On 29 Dec 2014, at 15:20, Thomas Friedrichsmeier wrote:
well, in many but not all cases, this may be true. Here's my example
use case: I am currently considering hosting an "i18n supplement" in a
scratch repo. The idea would be to make it easy for developers or
build-systems to clone translations from this. Not quite sure the idea
will fly, so I'm shy to request a "real" repo for this. But also, a
local repo would be pointless, and using a separate provider would
feel
wrong. Branching is equally out of question, as this is separate data.
Right -- so my suggestion is that we work to get rid of that shyness.
That's a social issue. See below...
I'm not saying that it shouldn't be easy for developers to get
repositories to play around with on KDE infrastructure. I'm just
questioning the idea (as in my original email, which is not part of
your quote) that actually asking a sysadmin for one is too onerous a
burden, so onerous that such projects will simply immediately fail to
thrive, instead of the developer simply waiting an extra X hours to
be able to push up to a central hosted repo from the local system.

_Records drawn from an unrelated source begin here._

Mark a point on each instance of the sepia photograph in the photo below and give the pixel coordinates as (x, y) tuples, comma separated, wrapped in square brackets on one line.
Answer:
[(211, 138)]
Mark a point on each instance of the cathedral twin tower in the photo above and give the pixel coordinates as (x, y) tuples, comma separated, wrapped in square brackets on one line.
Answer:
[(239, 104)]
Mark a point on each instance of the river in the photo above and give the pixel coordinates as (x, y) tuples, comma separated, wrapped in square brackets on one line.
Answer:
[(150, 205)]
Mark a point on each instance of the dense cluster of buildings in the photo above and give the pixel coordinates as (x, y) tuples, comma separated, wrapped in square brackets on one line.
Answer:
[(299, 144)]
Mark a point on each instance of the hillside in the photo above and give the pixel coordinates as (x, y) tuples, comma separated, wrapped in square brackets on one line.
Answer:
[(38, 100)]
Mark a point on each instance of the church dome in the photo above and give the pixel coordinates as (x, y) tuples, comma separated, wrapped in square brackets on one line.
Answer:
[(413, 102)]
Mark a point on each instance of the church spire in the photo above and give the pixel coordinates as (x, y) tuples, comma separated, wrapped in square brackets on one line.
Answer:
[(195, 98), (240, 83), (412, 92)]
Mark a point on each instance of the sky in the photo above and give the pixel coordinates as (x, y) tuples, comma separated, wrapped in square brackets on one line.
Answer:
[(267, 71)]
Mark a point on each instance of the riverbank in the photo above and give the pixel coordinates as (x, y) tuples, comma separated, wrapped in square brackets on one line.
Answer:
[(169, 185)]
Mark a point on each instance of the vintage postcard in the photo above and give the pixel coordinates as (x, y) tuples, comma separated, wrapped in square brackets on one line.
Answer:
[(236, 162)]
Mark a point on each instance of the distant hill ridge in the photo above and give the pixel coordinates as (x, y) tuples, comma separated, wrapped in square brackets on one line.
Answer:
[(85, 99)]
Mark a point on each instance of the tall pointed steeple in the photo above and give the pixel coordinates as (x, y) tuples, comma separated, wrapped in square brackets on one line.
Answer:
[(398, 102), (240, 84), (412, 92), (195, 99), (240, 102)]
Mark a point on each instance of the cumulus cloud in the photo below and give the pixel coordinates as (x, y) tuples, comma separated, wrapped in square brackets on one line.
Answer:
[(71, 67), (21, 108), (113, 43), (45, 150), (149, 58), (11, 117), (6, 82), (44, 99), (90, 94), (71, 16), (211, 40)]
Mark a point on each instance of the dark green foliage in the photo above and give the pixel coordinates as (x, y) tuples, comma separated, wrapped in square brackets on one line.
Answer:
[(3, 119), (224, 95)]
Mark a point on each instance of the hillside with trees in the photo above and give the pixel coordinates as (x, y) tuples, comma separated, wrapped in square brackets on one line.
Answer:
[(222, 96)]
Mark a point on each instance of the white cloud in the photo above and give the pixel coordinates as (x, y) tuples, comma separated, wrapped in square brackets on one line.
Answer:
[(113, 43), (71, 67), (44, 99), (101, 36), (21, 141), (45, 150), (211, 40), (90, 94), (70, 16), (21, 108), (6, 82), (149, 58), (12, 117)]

Those that feel that this is just too high a price to pay could help
reduce it by handling repo requests.
No, having to ask a sysadmin is not necessarily a show-stopper to me.
But it certainly does create the aura of "don't do this unless you are
sure you know what you are doing". Also note that currently the
wording
on the wiki is:
"Note that we have deliberately decided not to allow the direct
creation of KDE Playground projects; the path to existence for a KDE
Playground repository project always leads through a personal scratch
space first. This is to give you the power to decide whether your
project is ready, and also to force you to deliberate whether it truly
is."
Exactly, so this is the root of the social issue. And for the current
git hosting solution, this is correct. But for the next gen solution, it
doesn't have to be.
Well, that could be changed. And the psychological barrier could
further be lowered by providing a dedicated web form, for instance.
Note that I'm not really attached to the exact process of creating a
scratch repo. But the _concept_ of being able to create a repo
- without _any_ questions asked (other than the name)
- in a not-quite-as-visible area / prefix
- following more liberal rules, e.g. about force pushing
seems important to me.
Sure. So I think this is something that can be accommodated except for
the you-do-it-yourselfness. And for what it's worth, it's possible that
the do-it-yourselfness could still be accommodated but would require
custom patching -- currently -- and that is something that we are
somewhat loathe to do to the greatest extent possible. It has been the
root of many a problem, especially in Bugzilla.
Scratch repos are also not just problematic in terms of all of the
out-of-date repositories; they're very much a feature enabled by our
current system (they were enabled because we could do it, so why
not). If we want to move to a new system and the many other benefits
it might provide, the kind of sandboxing that makes scratch a safe
place for developers to create repos at will may be hard to provide
without more of the types of unmaintainable patches and customizing
that cause Ben to describe our system as being held together with
glue and duct tape. (The current scratch area itself is already
entirely custom-coded on top of Gitolite, and that means it must be
maintained.)
I am absolutely not qualified to comment on the pain this is causing
to
you sysadmins. But are we talking about / is the problem inherent to
the
_concept_ of scratch repos, or is it a problem of the implementation
of
how exactly scratch repos are created?
I'm honestly not sure how to answer that; scratch repos are very much an
implementation because we had a solution. It seemed like something that
could be useful, and we had the capability with the current software, so
we did it. In hindsight, it has been problematic.